Xenoplanet is a beautiful open-world adventure game. Players can choose to explore an infinite procedural world, or rifle with danger from hostile robots. Whether they choose to take back their world or simply enjoy the freedom to explore, Xenoplanet offers players endless possibilities.
Team: Martin Allsbrook, Lucca Chiappetta
Role: Procedural World Gen, AI, Scripting, QA, Sound
Tools used: Unity, C#, Audacity
Timeline: November 2022 – April 2023
My contributions to Xenonplanet include developing the game’s real time procedural generation systems from the ground up. Designing and implementing combat mechanics and enemy AI that aligned with our desired aesthetics. As well as working as the general scripter and designer, creating the inventory system, world interactions, item drops and more.
I’ve always had a love for large open game worlds, especially procedurally generated ones and the and the replayability they create in exploration games. Because of this one of my main goals for Xenoplanet was to explore implementing a procedural open world.
To create Xenoplanet’s infinite world new chunks have to constantly be loaded around the player. Normally generating a chunk’s heightmap or placing grass would take much longer than the length of a frame, constantly causing annoying lag spikes for the player.
I was able prevent lag spikes like this by breaking up large chunks of calculation with coroutines that allow them to be carried out over several frames. This allows a small amount of calculation to be done each frame rather than slowing down the game to do it all at once.
Each chunk in Xenoplanet needed 4096 grass objects placed at specific heights and orientations, and in Unity the Instantiate method used to create new objects is notoriously slow. This created a unique challenge, as even if I broke up the grass instantiation with coroutines it would take a impractical amount of time
The solution to this was to use object pooling. Rather than instantiating every grass object on each chunk I loaded the scene with 25 objects each containing one set of 4096 grass objects. I could then reuse these 25 objects by moving them to the 5x5 area of chunks around the player, making the world seem covered in grass without ever having to create any new grass.
When chunks are removed from the scene they are are deactivated and saved to a C# dictionary of every chunk that has been loaded so far. Whenever the player is loading new chunks the dictionary is checked first to make sure they chunk hasn’t already been generated. This allows the changes the player makes to chunks to be saved when the player returns to the chunk, and reduces loading time when visiting chunks that have already been generated.
One of my main aesthetic goals when creating Xenoplanet was to create intense encounters that put the player on the edge of their seat. Many survival games accomplish this by putting the players hours of hard work on the line but that conflicted with our goal of creating a shorter term less grindy experience. In order to accomplish both these aesthetics I had to look towards the combat mechanics and dynamics between the player and enemies.
Our first decision was to make the game permadeath. This immediately increased the stakes of every enemy encounter as all the players progress was put on the line.

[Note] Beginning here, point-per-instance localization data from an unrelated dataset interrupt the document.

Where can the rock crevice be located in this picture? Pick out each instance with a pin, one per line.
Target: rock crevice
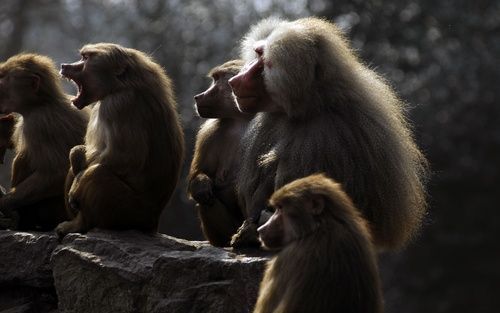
(106, 271)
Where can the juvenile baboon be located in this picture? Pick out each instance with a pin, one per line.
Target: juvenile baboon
(327, 262)
(216, 157)
(129, 166)
(47, 128)
(322, 110)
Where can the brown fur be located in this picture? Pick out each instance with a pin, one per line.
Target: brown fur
(322, 110)
(46, 129)
(215, 161)
(327, 262)
(7, 124)
(134, 146)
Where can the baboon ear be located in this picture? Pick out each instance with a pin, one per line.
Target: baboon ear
(35, 82)
(317, 204)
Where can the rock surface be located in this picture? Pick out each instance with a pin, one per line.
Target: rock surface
(106, 271)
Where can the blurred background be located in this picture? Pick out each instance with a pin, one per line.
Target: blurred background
(441, 56)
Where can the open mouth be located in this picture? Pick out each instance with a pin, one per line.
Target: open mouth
(76, 100)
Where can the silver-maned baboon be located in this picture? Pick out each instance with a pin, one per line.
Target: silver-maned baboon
(322, 110)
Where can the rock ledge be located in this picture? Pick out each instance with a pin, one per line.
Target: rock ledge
(106, 271)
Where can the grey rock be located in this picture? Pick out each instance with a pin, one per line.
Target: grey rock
(24, 258)
(108, 271)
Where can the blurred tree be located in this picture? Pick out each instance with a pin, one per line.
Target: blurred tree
(442, 57)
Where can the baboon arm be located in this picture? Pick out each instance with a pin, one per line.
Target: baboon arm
(259, 200)
(34, 188)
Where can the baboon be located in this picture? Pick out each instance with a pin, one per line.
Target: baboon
(327, 262)
(7, 123)
(322, 110)
(216, 157)
(47, 127)
(129, 166)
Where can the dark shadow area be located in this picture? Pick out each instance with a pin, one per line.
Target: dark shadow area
(441, 56)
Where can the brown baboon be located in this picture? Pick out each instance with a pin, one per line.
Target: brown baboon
(216, 157)
(7, 123)
(130, 163)
(327, 262)
(322, 110)
(45, 131)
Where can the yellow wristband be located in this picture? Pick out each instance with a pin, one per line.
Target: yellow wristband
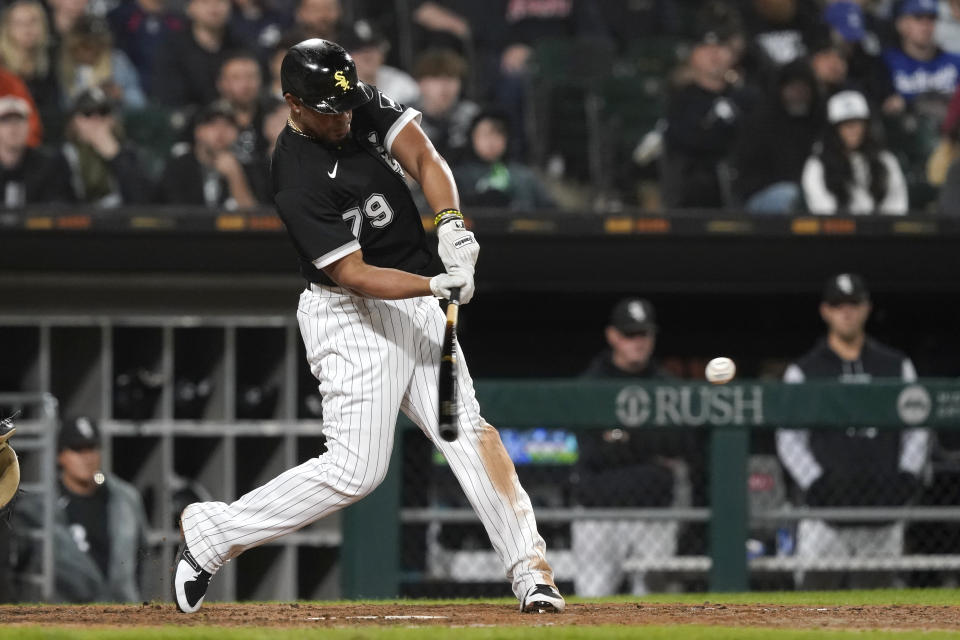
(453, 213)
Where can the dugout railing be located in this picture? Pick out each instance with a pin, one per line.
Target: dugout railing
(727, 415)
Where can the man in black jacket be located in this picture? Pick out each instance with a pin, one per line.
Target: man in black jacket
(208, 172)
(770, 156)
(858, 467)
(188, 63)
(28, 176)
(626, 468)
(703, 117)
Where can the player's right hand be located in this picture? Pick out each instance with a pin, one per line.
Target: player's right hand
(441, 284)
(457, 246)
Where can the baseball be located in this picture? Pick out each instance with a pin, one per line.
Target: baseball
(720, 370)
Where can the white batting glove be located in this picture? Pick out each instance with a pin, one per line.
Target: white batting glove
(468, 288)
(441, 284)
(457, 246)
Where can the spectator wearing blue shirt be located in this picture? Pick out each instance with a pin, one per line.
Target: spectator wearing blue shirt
(919, 66)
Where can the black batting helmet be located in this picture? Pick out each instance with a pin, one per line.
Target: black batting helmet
(322, 74)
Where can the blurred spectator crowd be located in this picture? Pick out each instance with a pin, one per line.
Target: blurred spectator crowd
(769, 106)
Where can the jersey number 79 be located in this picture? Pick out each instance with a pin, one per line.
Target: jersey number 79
(375, 208)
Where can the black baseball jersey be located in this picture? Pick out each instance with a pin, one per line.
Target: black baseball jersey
(860, 465)
(337, 198)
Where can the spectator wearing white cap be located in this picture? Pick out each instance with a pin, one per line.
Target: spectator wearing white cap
(849, 172)
(28, 175)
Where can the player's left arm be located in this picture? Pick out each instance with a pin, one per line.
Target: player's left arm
(456, 245)
(418, 157)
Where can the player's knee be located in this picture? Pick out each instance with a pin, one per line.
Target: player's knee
(359, 486)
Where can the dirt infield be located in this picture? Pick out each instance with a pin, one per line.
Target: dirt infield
(465, 615)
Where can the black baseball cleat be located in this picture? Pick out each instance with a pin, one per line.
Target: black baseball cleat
(190, 582)
(543, 598)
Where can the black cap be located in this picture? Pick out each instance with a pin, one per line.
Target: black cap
(323, 75)
(78, 433)
(91, 100)
(845, 287)
(633, 315)
(91, 26)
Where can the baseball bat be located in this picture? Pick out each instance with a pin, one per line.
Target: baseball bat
(447, 387)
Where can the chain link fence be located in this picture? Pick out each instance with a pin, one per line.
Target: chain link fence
(627, 509)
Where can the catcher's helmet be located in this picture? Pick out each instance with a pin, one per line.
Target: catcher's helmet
(323, 75)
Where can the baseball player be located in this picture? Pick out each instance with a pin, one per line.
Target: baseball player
(371, 325)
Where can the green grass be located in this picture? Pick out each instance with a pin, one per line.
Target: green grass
(499, 633)
(880, 597)
(929, 597)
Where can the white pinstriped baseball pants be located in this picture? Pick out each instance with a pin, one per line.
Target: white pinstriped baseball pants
(374, 358)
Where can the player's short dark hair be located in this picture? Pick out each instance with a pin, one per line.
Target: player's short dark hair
(445, 63)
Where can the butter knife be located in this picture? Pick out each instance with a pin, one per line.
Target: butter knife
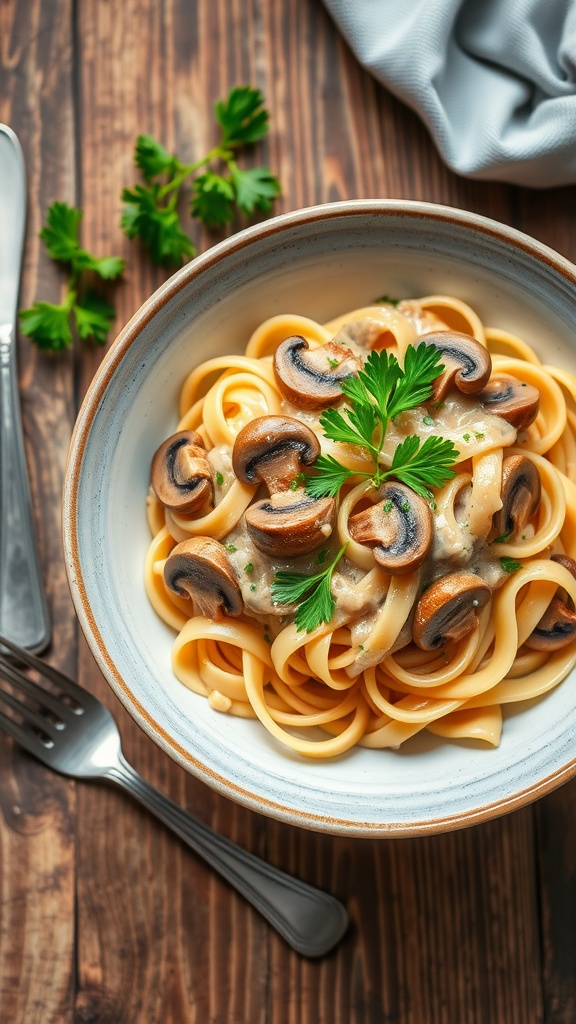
(24, 613)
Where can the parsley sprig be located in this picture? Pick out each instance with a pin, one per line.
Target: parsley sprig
(318, 606)
(83, 311)
(218, 193)
(381, 390)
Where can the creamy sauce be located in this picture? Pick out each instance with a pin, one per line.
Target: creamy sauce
(455, 545)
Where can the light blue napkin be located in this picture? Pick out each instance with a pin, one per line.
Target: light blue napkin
(494, 80)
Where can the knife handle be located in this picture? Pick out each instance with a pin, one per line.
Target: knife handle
(24, 613)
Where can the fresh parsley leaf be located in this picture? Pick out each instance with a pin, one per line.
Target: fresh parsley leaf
(59, 233)
(421, 466)
(421, 367)
(60, 238)
(51, 326)
(357, 428)
(153, 160)
(382, 389)
(94, 317)
(158, 226)
(255, 188)
(48, 325)
(218, 193)
(212, 200)
(242, 116)
(330, 479)
(509, 564)
(377, 382)
(107, 267)
(318, 606)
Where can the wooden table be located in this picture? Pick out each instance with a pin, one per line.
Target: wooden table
(105, 916)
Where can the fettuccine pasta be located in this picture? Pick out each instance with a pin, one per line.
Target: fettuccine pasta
(469, 608)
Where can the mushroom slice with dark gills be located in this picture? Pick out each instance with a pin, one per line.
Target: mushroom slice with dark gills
(181, 477)
(399, 528)
(448, 608)
(558, 626)
(510, 398)
(312, 377)
(466, 364)
(520, 494)
(273, 450)
(290, 523)
(200, 569)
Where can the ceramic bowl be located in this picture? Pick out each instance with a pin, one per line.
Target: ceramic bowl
(319, 262)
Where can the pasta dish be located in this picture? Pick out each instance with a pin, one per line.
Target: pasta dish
(366, 528)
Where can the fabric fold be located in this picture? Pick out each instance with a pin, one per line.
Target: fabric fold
(494, 81)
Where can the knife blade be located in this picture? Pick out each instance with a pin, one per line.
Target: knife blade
(24, 614)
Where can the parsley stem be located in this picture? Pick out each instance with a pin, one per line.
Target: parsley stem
(188, 169)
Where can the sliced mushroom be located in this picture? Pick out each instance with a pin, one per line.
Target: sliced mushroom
(181, 477)
(200, 569)
(273, 450)
(466, 364)
(447, 610)
(290, 523)
(558, 626)
(312, 377)
(510, 398)
(399, 527)
(520, 495)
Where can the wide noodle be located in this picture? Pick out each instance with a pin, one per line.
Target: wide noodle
(354, 680)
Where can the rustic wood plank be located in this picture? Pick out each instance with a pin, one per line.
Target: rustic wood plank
(445, 928)
(37, 820)
(550, 216)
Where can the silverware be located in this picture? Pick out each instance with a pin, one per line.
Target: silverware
(24, 614)
(72, 732)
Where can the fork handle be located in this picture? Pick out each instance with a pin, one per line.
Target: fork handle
(310, 920)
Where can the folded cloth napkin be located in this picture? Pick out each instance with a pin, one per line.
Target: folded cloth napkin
(494, 80)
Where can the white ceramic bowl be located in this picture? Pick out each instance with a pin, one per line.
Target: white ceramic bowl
(318, 262)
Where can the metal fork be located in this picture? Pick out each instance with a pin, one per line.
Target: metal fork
(72, 732)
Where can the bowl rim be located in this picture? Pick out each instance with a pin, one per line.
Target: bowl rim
(113, 357)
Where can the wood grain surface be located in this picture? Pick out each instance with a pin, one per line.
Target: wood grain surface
(104, 915)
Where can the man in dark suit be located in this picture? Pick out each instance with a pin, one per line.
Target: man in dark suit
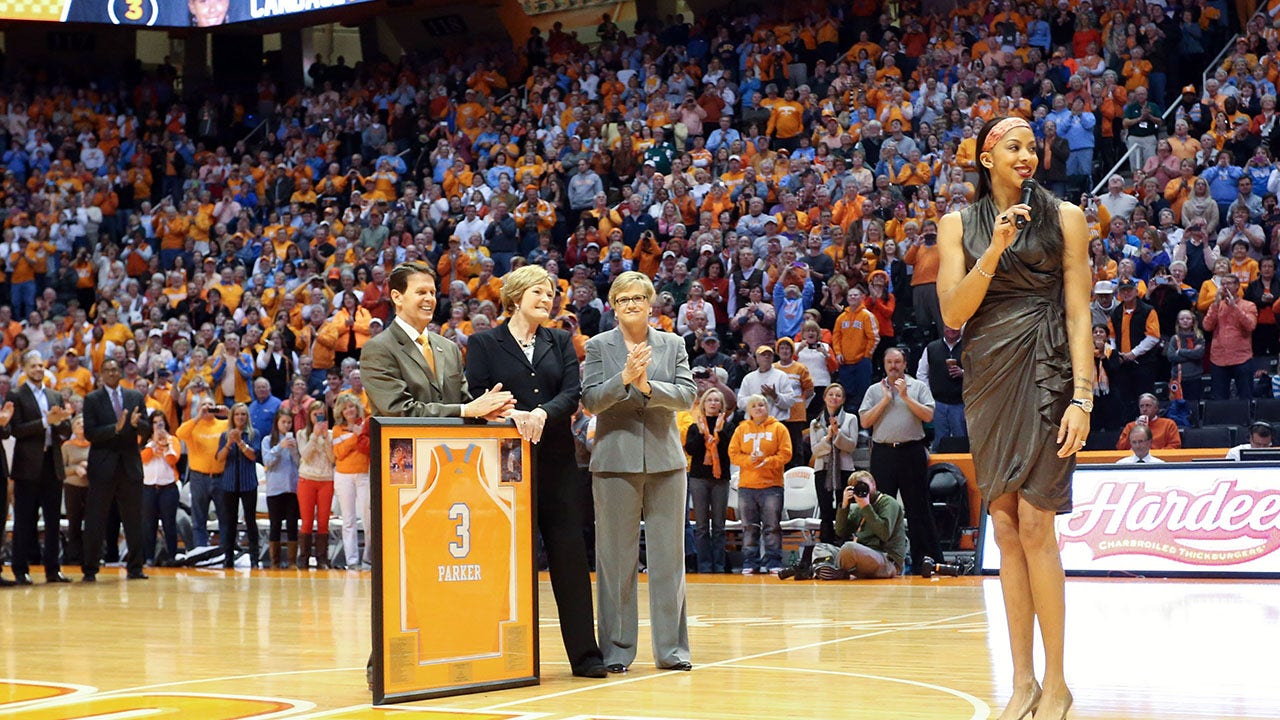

Even though the game only lasts 10 minutes dying to an enemy would put the player right back where they started
The second mechanic I implemented was enemy awareness. All enemies have a limited field of view and max view distance. However once the player is seen other enemies in the surrounding area are also alerted to the player's position and more difficult enemies are spawned. Together these two mechanics forced the player into a more methodical and sneaky playstyle where one wrong move meant serious consequences.
Finally we gave the player very limited ammo and added critical hit spots to the enemies. The player typically finds themselves with around 5 to 10 arrows in their inventory with a maximum of 20 (10 normal, 10 explosive). Without critical hits it takes around 3 to 6 arrows to kill an enemy depending on the type of arrow and enemy, around 60% of the arrows the player is typically holding. However by using critical hits the player can kill enemies in only 1 or 2 arrows greatly reducing the time to kill and the resources expended.